A report from a leading health and care think tank has found that the NHS in Wales uses over 370 separate indicators and measures to monitor and evaluate its performance, leading to confusion, wasted opportunities and time.
The Bevan Commission report, Measuring health outcomes – a complex system, also reviewed the use of health data and information, and identified the need for better integration of data within the NHS as well as with social care. This will enable health and care professionals to plan services more effectively and ensure a more meaningful approach for resolving patients’ needs.
“Difficult to navigate for professionals and the public”
The Bevan Commission audit of health and care targets and performance outcomes in Wales has uncovered an overly complex system that is difficult for NHS professionals and members of the public to navigate.
Many of the 370 separate indicators for monitoring and evaluating health and care are based on routinely collected data such as service and process information, rather than on patient outcomes. The report also found that the current NHS Wales performance management system does not sufficiently promote collaborative working across specialisms and organisations to enable better support and care to be provided.
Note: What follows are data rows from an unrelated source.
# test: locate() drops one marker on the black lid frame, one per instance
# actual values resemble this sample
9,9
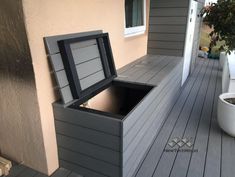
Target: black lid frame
106,56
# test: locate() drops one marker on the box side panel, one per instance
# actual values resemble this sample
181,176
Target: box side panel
86,142
140,136
138,148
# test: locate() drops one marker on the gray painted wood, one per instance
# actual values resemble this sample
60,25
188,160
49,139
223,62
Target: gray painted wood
176,29
197,161
171,52
89,68
88,135
54,56
80,170
213,159
151,160
169,12
167,20
51,41
62,172
91,150
166,37
166,45
149,130
109,126
85,54
89,163
144,118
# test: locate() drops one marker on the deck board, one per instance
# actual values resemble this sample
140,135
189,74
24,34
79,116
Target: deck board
193,116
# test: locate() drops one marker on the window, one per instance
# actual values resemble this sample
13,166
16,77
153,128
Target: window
135,17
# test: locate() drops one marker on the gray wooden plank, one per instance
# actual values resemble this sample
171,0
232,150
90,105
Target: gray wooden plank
153,72
166,45
197,160
83,44
156,119
228,156
171,52
89,68
81,55
176,29
57,62
92,79
89,163
80,170
168,20
27,173
51,41
66,94
213,159
133,116
142,124
16,170
166,161
88,135
182,159
88,149
74,175
169,12
149,163
156,80
86,119
141,69
62,79
166,37
61,172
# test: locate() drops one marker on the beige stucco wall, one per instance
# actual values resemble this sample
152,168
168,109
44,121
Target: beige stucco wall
54,17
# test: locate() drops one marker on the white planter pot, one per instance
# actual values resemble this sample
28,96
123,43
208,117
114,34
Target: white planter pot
226,114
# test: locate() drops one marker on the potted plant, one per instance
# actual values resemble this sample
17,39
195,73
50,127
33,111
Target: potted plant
220,17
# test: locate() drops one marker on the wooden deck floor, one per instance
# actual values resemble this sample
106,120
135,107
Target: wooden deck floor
210,152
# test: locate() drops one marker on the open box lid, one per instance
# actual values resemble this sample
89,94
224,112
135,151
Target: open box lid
88,64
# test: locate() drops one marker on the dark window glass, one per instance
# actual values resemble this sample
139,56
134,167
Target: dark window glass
134,13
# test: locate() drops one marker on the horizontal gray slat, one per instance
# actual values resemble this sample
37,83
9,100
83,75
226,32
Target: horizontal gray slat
66,94
169,12
165,52
89,68
62,78
148,138
131,140
89,163
92,79
88,149
167,29
131,119
156,80
51,42
153,72
166,45
166,37
61,172
88,135
80,170
83,44
168,20
81,55
57,62
162,3
86,119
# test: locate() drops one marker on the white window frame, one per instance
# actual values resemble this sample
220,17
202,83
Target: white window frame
137,30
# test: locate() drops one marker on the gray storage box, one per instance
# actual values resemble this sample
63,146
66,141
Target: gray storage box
111,136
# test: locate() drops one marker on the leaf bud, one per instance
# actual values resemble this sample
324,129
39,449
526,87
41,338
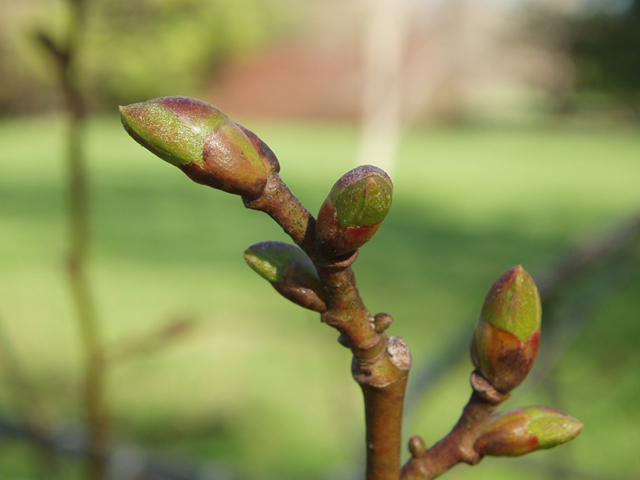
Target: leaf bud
201,141
507,335
353,211
526,430
290,271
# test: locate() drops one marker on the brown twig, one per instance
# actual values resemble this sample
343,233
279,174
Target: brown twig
458,446
380,364
94,377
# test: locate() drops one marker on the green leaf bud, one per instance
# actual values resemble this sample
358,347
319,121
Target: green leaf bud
526,430
552,427
353,210
507,335
290,271
201,141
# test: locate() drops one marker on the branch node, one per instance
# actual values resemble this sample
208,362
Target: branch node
337,263
382,321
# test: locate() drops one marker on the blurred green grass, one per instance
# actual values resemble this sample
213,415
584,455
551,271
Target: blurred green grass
260,385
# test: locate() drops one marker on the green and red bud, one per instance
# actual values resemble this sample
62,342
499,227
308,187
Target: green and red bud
201,141
290,271
507,335
526,430
353,211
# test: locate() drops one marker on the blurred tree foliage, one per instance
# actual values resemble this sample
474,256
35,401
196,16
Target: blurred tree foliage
134,49
606,51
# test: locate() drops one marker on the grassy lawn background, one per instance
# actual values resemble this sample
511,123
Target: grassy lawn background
260,385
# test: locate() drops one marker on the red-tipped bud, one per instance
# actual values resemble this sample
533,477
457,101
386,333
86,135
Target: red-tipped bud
201,141
526,430
353,211
290,271
508,332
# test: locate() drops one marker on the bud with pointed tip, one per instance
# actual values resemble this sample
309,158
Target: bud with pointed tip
201,141
353,211
290,271
507,336
526,430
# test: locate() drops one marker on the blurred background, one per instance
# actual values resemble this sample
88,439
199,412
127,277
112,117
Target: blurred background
510,129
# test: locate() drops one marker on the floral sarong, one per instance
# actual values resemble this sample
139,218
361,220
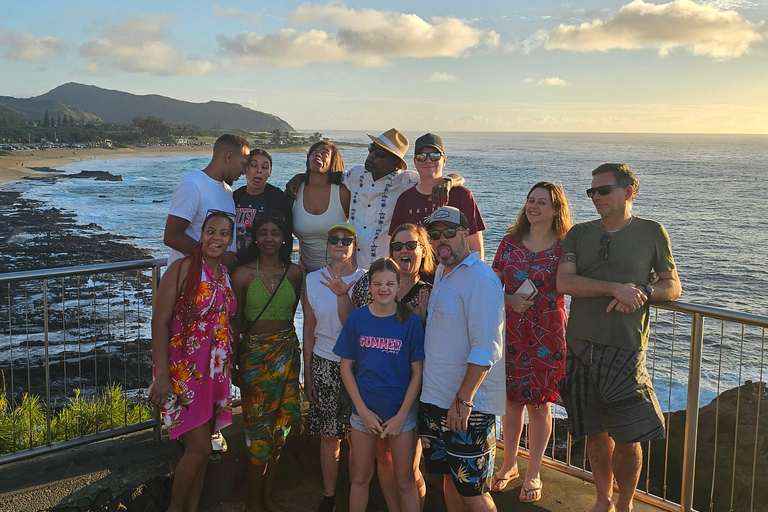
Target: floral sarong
269,367
199,358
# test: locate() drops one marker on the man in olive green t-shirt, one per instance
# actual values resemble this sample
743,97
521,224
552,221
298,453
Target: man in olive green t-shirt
607,392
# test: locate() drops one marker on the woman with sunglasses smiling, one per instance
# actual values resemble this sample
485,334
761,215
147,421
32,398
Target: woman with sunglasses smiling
322,377
535,329
268,287
191,353
321,201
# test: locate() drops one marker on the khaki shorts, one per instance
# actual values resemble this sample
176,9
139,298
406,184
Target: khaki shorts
607,389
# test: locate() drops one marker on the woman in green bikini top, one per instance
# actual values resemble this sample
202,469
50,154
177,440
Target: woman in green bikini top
268,287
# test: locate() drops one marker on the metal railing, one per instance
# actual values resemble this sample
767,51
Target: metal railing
86,328
696,351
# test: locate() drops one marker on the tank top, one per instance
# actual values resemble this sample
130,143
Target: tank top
312,230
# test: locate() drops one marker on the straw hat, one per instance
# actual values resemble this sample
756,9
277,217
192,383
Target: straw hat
394,142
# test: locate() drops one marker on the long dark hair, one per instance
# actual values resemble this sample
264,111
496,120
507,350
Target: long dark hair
195,274
278,219
384,264
337,163
561,222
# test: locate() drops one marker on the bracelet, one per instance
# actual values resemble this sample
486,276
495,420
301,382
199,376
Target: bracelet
464,402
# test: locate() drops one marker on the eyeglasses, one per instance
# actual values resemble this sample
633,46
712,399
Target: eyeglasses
603,190
272,216
603,251
378,151
422,157
411,245
219,213
345,241
434,234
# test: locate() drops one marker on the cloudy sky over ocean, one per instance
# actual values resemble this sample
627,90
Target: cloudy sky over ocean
495,65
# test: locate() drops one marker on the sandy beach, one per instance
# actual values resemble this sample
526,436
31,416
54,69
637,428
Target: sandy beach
21,164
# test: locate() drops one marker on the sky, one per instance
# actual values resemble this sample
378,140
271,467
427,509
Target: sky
679,66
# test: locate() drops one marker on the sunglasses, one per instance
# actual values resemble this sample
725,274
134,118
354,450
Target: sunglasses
219,213
411,245
378,151
422,157
273,216
603,190
603,251
434,234
345,241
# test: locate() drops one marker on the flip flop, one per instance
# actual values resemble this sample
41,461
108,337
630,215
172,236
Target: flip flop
524,492
498,484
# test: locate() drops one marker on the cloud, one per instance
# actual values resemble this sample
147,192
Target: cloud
555,81
365,37
680,24
139,45
234,12
24,47
441,77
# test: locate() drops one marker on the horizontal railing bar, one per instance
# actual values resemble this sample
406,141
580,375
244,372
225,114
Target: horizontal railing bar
50,273
76,441
711,312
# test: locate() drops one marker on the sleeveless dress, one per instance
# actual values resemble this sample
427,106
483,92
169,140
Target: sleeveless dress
535,339
199,363
312,230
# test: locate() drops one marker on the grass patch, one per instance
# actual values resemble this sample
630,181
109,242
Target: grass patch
24,426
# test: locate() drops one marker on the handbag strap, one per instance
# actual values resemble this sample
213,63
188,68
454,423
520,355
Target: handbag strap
272,296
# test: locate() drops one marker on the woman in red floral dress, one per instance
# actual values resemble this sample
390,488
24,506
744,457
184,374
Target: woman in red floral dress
535,332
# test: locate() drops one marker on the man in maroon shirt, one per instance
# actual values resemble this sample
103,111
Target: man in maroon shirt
415,205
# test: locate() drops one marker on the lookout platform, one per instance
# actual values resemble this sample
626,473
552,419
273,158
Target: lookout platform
133,473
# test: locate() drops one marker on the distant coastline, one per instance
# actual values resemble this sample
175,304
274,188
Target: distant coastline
22,164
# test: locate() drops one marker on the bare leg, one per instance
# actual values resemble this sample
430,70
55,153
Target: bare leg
539,429
197,449
386,475
627,462
330,450
455,502
403,449
600,447
512,422
363,455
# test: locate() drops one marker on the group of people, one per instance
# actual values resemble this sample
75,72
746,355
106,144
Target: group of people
403,316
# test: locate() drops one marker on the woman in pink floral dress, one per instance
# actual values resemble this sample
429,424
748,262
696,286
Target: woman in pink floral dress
191,350
535,329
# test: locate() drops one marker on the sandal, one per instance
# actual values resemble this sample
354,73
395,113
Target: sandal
524,491
498,483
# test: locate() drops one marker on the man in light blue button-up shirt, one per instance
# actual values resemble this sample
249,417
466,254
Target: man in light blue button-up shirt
464,378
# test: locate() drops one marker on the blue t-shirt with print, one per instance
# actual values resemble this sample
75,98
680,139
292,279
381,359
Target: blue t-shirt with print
383,350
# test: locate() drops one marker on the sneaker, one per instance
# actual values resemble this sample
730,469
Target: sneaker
328,504
218,442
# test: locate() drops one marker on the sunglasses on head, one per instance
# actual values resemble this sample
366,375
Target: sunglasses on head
422,157
273,216
345,241
378,151
411,245
434,234
602,190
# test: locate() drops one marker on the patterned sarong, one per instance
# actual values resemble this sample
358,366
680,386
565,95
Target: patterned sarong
269,383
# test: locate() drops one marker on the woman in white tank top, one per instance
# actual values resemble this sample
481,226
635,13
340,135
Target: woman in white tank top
312,216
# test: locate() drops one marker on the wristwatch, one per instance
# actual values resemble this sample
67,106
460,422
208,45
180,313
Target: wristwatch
648,290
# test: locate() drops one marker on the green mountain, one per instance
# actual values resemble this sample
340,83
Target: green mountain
88,102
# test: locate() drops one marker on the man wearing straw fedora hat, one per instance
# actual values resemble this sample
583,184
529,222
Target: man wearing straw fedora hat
375,188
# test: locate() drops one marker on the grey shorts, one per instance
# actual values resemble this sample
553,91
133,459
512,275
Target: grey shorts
607,389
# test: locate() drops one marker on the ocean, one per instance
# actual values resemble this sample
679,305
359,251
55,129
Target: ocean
709,191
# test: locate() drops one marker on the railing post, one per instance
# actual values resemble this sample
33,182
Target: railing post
692,413
47,365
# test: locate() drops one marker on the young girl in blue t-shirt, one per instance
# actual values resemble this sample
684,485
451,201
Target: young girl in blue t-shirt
386,344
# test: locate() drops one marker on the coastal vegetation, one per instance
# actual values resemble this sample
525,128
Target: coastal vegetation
23,425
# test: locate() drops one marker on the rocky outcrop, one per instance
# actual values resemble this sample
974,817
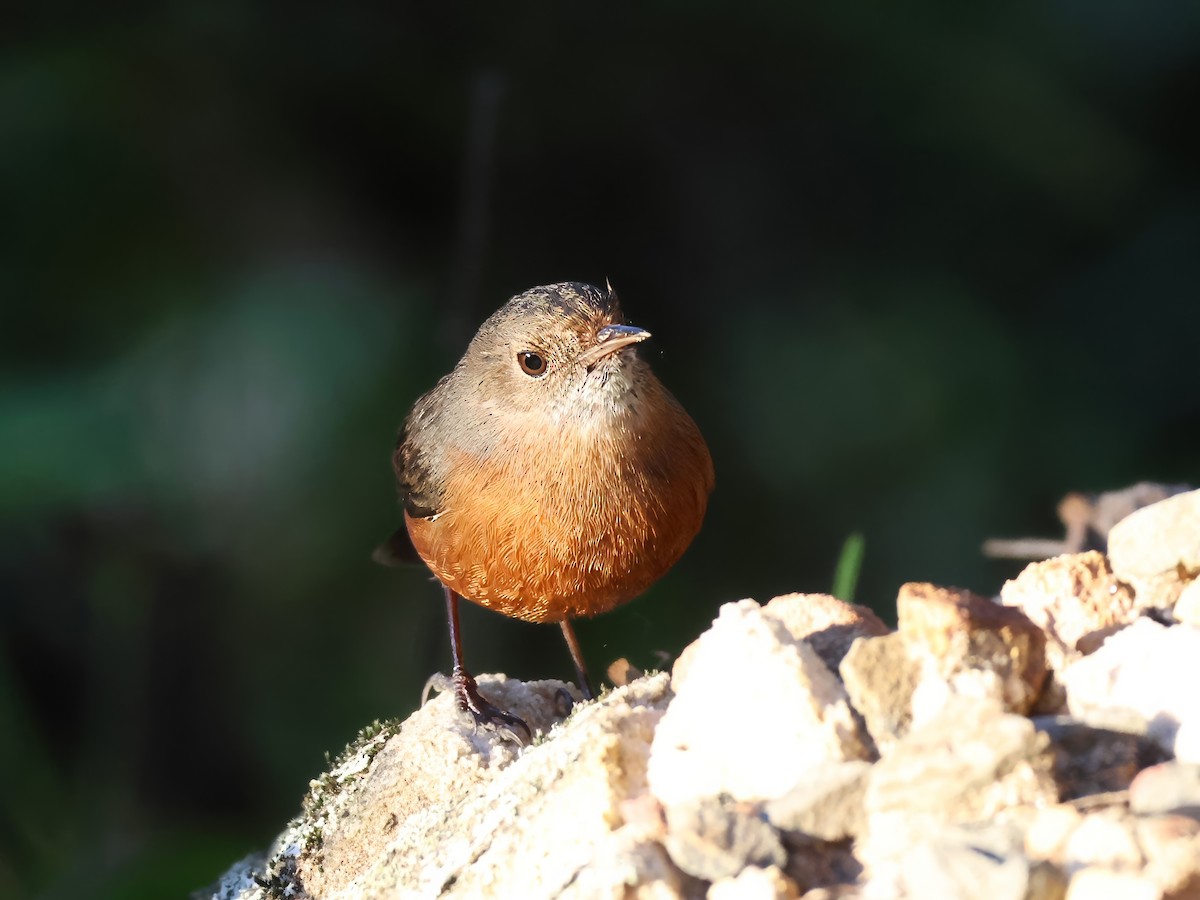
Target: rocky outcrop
1041,745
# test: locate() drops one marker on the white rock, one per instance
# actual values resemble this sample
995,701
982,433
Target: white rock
749,730
1146,670
754,883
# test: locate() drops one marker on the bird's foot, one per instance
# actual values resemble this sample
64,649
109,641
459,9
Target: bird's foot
485,713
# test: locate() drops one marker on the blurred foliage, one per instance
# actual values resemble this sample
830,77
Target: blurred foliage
916,271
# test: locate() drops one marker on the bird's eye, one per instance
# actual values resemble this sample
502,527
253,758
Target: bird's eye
532,364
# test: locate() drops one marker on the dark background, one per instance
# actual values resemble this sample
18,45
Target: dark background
916,271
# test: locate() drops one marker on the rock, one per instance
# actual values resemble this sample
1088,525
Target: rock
1168,787
755,883
1187,607
1049,829
977,647
1171,845
1105,838
1157,550
951,642
829,625
814,863
1146,673
1087,520
712,839
827,804
977,864
1075,600
1090,760
1097,883
881,679
754,709
972,763
419,809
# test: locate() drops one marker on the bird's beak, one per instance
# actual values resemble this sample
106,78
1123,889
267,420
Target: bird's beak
610,340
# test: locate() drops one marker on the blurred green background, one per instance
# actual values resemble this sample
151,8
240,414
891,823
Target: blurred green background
916,271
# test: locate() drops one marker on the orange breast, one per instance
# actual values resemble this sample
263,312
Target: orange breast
581,527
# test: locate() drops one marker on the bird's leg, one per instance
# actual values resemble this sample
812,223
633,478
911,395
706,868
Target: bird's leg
466,691
581,670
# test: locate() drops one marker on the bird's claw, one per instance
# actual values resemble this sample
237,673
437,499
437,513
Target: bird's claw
485,713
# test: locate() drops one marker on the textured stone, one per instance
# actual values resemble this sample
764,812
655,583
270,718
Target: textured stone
828,804
1101,883
972,763
753,711
1049,829
1075,600
977,647
712,839
977,864
1168,787
1090,760
1147,672
1157,549
881,679
1171,845
1105,838
829,625
1187,607
755,883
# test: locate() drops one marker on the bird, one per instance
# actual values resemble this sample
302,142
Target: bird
549,477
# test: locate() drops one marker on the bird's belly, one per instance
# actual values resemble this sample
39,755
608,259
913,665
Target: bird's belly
545,555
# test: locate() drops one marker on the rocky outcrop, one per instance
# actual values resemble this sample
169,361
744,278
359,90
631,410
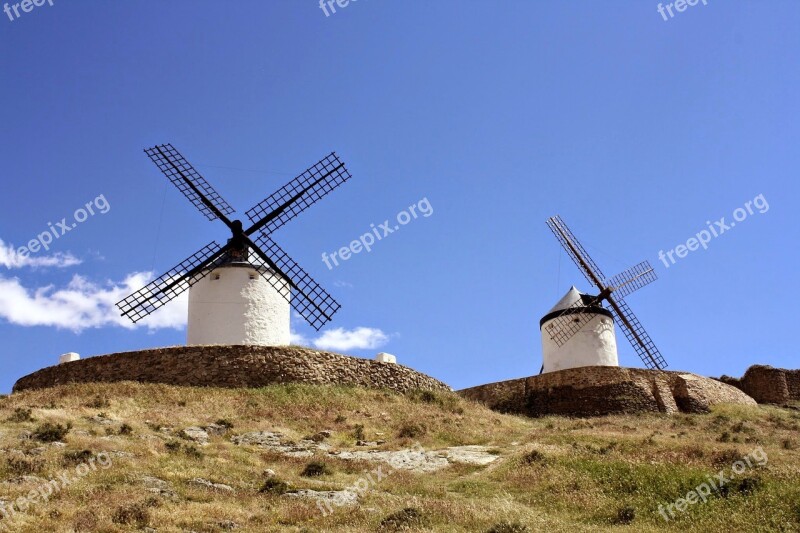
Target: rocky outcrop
605,390
232,366
768,385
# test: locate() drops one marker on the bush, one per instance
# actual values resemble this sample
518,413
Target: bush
749,485
274,486
224,422
21,415
506,527
49,432
22,466
403,519
626,515
76,458
412,431
315,469
533,457
136,514
99,402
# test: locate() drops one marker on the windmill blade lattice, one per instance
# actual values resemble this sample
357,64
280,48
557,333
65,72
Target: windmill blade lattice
632,279
298,195
637,336
166,287
178,170
310,300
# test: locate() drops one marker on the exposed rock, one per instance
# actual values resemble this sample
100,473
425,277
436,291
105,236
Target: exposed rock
337,497
195,434
417,460
216,429
604,390
200,482
768,385
233,366
102,420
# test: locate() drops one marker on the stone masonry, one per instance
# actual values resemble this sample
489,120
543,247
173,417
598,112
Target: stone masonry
604,390
233,366
768,385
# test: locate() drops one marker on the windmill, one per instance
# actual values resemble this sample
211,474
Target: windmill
252,248
579,313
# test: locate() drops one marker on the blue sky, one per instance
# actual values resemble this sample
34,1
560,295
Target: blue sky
634,129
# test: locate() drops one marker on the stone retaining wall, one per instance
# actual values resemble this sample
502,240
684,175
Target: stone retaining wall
768,385
604,390
232,366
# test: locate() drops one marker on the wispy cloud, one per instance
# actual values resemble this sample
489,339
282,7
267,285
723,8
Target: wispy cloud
10,258
355,339
82,305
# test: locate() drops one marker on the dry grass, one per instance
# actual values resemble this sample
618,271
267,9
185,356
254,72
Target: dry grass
555,474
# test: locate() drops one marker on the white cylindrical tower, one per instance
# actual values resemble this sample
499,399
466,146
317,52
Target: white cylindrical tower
234,304
595,344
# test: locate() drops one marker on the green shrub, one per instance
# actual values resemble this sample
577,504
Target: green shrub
49,432
77,457
315,469
224,422
404,519
99,402
626,515
533,457
135,514
274,486
23,466
506,527
21,415
412,431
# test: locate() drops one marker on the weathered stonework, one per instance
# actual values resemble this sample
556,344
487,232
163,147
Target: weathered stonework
767,384
603,390
232,366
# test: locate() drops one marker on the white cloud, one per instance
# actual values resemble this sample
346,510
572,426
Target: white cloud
355,339
10,258
83,305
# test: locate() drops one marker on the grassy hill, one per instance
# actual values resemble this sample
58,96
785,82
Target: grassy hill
131,466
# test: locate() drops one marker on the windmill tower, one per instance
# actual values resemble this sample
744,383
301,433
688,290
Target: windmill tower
240,293
583,314
594,344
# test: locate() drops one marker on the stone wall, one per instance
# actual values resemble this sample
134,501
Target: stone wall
233,366
602,390
768,385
The Bevan Commission has called for a single National Outcomes Framework for health and social care in Wales, developed by working together with a range of partners and linking measures to outcomes that matter to patients.
Make data more easily accessible
The Bevan Commission, hosted and supported by Swansea University School of Management, also reviewed the management of health data and information in Wales to assess whether progress had been made since the Commission’s landmark report in 2013. Today’s report found that there still remains an urgent need to improve the collection and use of data, connecting those who generate health data in Wales with those who use it.
The report also called for NHS Wales to make its data more accessible and transparent, so that patients can use it to inform their health choices, hold the health service to account, and enable them to work together with NHS professionals to identify better solutions.
Helen Howson, Director of the Bevan Commission, said:
“While the NHS in Wales has made some progress in the way it manages health data and measures health outcomes, it is clear that there is still significant journey ahead to join up within and outside the system – this would make it easier for members of the public and professionals alike to make best use of it.
“That there are over 370 indicators and measures demonstrates that we have a far too complex and disjointed system, which is not putting the patient at its centre. We need to simplify these measures and develop a single more accessible and meaningful National Outcomes Health and Care Framework, working with patients and professionals to ensure it meets needs that matter to people.”